Sunday, August 27, 2006

Review: Beguilement: Book One of the Sharing Knife

Hugo Award winner Lois McMaster Bujold returns with the first volume of her newest series, The Sharing Knife. Her previous work, from The Curse of Chalion (Eos, 2001) all the way to The Hallowed Hunt (Eos, 2005), walks a fine line between fast-paced action of quest fantasy and character driven stories of romance. Here Bujold pushes the fantasy more to the background, making the developing romance between the main characters of Dag and Fawn the primary story.

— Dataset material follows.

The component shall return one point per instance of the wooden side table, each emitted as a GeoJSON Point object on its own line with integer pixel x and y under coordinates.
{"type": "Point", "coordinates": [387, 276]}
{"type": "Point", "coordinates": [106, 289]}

This is not to say the novel is without action. The two lovers meet when the wandering adventurer Dag rescues the farmer’s daughter Fawn from a Malice, a powerful demonic creature capable of bending the wills and flesh of others to its own. Dag, part of a tribe called Lakewalkers, uses special knives enchanted upon the death of its owner to destroy the demon. During her capture, Fawn’s unborn child is killed somehow enchanting one of Dag’s blades. This baffling mystery links the two together as they try to find out the secrets of the new special Sharing Knife.
While there is other action and drama throughout the story, good or bad the end result is that the events seem built for the singular purpose to push Dag and Fawn together. This is a big shift for fans of her other books, who will expect layers of political intrigue and thrilling action alongside the love story. This almost total focus on the love story places the whole weight of the novel on Bujold’s ability to make the two lovers compelling characters. The perspective shifts between both Fawn and Dag, allowing us to see from both sides how their relationship builds and grows. While the basic plot does venture into bodice-ripper territory, the book is saved from this by a strong command of language and an ability to deliver powerful emotions in a believable manner.
A side issue seems to be the (very) light feminist touch to the tale. Fawn is an 18 year old runaway, a young unmarried woman who left home when faced with an embarrassing, unwanted pregnancy. While she needed Dag to save her from both the Malice and the trap of her former life, there are hints that she’s becoming a stronger, more independent spirit. Back at home she had no control over her own life, but with Dag she opens up and shows sighs of real intelligence, determination and character. While I doubt a full series like this can be carried based solely around a romantic relationship, I do have hopes that increasing the strength and power of Fawn’s character can. But we won’t know for sure which way Bujold will go until the next volume.